High Performance Unstructured SpMM Computation Using Tensor Cores

TL;DR

This paper introduces SMaT, a GPU-accelerated library that leverages Tensor Cores for high-performance unstructured sparse matrix-matrix multiplication, significantly outperforming existing libraries.

Contribution

The paper presents SMaT, a novel SpMM library that effectively utilizes Tensor Cores for unstructured sparsity, with algorithmic optimizations and CUDA MMA API integration.

Findings

SMaT outperforms state-of-the-art libraries by up to 125x.

Achieves an average speedup of 2.6x over existing solutions.
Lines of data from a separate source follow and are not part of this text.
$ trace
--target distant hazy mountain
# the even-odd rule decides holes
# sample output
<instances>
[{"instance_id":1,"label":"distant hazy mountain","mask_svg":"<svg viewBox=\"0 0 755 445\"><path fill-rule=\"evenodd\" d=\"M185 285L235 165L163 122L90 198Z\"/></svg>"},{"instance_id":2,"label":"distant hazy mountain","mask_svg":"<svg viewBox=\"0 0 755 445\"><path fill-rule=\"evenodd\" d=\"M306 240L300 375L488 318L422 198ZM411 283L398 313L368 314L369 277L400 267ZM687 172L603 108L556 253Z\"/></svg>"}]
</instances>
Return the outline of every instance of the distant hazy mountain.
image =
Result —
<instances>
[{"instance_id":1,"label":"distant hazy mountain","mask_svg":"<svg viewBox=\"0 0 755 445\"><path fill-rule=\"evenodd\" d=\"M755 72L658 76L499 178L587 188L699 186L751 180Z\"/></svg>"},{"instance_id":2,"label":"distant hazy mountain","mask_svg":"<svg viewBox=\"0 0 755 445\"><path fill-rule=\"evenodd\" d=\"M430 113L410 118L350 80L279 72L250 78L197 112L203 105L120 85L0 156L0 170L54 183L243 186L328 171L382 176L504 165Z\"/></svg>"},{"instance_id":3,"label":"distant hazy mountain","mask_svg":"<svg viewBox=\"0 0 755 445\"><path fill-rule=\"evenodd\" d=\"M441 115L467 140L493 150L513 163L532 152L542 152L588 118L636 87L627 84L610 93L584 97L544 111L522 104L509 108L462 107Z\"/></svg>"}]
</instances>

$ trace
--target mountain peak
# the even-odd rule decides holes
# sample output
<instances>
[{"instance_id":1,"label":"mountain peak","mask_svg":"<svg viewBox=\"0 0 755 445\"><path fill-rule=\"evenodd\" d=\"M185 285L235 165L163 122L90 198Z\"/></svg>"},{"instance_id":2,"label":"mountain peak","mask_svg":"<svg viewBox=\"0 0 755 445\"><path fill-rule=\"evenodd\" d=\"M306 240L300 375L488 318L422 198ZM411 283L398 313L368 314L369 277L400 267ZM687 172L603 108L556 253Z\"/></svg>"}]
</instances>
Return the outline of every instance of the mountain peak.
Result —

Demonstrates applicability to scientific computing and large-model workloads.

Abstract

High-performance sparse matrix-matrix (SpMM) multiplication is paramount for science and industry, as the ever-increasing sizes of data prohibit using dense data structures. Yet, existing hardware, such as Tensor Cores (TC), is ill-suited for SpMM, as it imposes strict constraints on data structures that cannot be met by unstructured sparsity found in many applications. To address this, we introduce (S)parse (Ma)trix Matrix (T)ensor Core-accelerated (SMaT): a novel SpMM library that utilizes TCs for unstructured sparse matrices. Our block-sparse library leverages the low-level CUDA MMA (matrix-matrix-accumulate) API, maximizing the performance offered by modern GPUs. Algorithmic optimizations such as sparse matrix permutation further improve performance by minimizing the number of non-zero blocks. The evaluation on NVIDIA A100 shows that SMaT outperforms SotA libraries (DASP, cuSPARSE, and Magicube) by up to 125x (on average 2.6x). SMaT can be used to accelerate many workloads in scientific computing, large-model training, inference, and others.